A) Activity of WT and cKO mice at P42 measure for 24–120 h. a) Total activity counts in both horizontal (X and Y) directions (XT + YT; counts) for the first 24 h following a 24 h period of acclimation. b) Rearing at 0–24 and 24–48 h of activity monitor for WT and cKO mice. c) Respiratory exchange ratio for WT and cKO mice in 24 h increments for 5 d of monitoring. Significant differences between groups are indicated by solid black lines (P < 0.05). B) Relative expression of scx (a), bmp-4 (b), tgf-β3 (c), smo (d), and ptch1 (e) for WT and BTX-unloaded shoulders from LCM-isolated regions (muscle, tendon, and FC). Data are log base 2-transformed and presented as means ± 95% confidence interval. A solid overbar indicates a significant difference between regions (P < 0.05); a dashed overbar indicates a significant difference between WT and BTX groups (P = 0.0715).

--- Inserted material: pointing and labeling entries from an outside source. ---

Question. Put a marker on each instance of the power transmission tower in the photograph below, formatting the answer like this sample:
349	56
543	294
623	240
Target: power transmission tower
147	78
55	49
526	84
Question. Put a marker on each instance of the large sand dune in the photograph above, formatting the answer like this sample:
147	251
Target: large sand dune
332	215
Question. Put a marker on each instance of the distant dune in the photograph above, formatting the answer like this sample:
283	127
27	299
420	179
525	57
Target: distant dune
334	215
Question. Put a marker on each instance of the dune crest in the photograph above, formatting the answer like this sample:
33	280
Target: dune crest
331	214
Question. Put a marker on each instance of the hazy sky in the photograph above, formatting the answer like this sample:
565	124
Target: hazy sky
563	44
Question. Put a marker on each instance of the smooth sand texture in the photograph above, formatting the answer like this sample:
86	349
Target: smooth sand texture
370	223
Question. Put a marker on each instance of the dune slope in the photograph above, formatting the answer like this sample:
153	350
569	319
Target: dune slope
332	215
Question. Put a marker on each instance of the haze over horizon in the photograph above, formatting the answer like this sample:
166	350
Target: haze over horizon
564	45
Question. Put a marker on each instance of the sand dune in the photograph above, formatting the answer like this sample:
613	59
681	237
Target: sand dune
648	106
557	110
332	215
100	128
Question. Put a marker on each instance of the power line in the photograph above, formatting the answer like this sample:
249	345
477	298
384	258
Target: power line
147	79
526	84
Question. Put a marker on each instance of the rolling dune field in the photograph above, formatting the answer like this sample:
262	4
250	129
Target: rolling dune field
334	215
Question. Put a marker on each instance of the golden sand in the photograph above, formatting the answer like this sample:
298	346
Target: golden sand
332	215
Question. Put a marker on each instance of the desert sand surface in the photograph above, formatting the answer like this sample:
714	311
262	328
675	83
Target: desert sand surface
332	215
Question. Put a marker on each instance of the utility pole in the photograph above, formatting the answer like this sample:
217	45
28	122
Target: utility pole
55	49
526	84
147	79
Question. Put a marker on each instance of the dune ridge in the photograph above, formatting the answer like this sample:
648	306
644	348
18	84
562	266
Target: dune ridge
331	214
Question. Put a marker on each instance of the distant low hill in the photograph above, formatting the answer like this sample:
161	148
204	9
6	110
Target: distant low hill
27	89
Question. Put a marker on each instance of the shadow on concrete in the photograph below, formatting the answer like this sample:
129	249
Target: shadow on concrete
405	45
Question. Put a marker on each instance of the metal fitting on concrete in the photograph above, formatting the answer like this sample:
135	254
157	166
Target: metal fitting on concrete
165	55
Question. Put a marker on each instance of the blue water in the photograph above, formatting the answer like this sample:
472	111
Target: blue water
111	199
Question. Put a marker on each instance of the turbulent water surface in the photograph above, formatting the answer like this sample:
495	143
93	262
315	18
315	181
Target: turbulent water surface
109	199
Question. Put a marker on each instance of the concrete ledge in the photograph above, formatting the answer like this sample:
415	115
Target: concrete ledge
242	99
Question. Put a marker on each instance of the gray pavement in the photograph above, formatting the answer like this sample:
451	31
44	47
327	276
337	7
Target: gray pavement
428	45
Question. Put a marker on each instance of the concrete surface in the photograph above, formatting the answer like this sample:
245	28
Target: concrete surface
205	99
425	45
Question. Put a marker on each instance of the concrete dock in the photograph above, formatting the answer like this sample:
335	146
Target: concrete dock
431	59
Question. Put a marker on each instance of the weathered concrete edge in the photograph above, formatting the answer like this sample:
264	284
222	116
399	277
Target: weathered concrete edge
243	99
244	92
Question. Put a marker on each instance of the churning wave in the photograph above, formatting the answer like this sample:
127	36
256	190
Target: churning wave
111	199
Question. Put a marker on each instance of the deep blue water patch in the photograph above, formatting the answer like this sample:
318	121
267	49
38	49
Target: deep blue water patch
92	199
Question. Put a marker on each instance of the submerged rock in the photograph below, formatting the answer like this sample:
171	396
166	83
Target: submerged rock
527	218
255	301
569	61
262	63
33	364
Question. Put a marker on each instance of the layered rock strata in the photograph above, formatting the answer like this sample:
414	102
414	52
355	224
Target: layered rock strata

Due to the reduced activities and animal sizes in cKO mice compared with WT mice, cKO entheses likely developed under less mechanical load that WT entheses. Therefore, developmental defects could have been due to absence of Scx and/or reduced loading. To separate these 2 effects and examine the effect of unloading in isolation, WT entheses were unloaded via local muscle paralysis. Regional and group differences in gene expression were statistically compared for 8 of the 13 candidate genes, as 6 candidate genes were either 1) not expressed in any tissue (e.g., runx-2; ihh; bmp-2 only expressed in WT FC) or 2) not expressed in all 3 groups or regions (e.g., sp7, hist4, and scx). Given the nature of this study, regional expression of scx was compared between WT and BTX groups (Fig. 5Ba). Muscle unloading via BTX led to increased expression of scx in tendon compared with WT tendon at P7 (Fig. 5Ba, P = 0.072). Additionally, for BTX groups, expression of scx, bmp-4, tgf-β3, smo, and ptch1 was increased in the FC region compared with BTX muscle (Fig. 5Bb–e), with similar expression levels in WT compared with BTX groups within all 3 regions. No differences in expression by region or between groups (WT, BTX) were observed for ctnnb1, egr2, or cox2 (Supplemental Fig. 2A–C). Descriptive comparisons of sp7 and hist4 genes are presented in the supplement documentation (Supplemental Fig. 2D, E).
DISCUSSION
Entheses are critical for vertebrate mobility, as these tissues anchor tendons to the skeleton for transmission of muscle forces and subsequent joint motion (2, 3, 23). The structure and function of the enthesis is adaptable during development and growth and unique to each attachment, allowing for minimization of stress concentrations at the tendon–bone interface for a variety of different muscle sizes and types (4, 33–36). Scx plays a crucial role in the fetal development of the bone eminences onto which tendons attach (6, 15–17). The current study demonstrated that Scx is also required for the formation of a functional fibrocartilaginous tendon-to-bone attachment during postnatal growth. Organizational and structural defects developed in the absence of Scx, resulting in mechanical (i.e., functional) impairments in the supraspinatus enthesis and suggesting a role for this transcription factor in postnatal maturation of the enthesis.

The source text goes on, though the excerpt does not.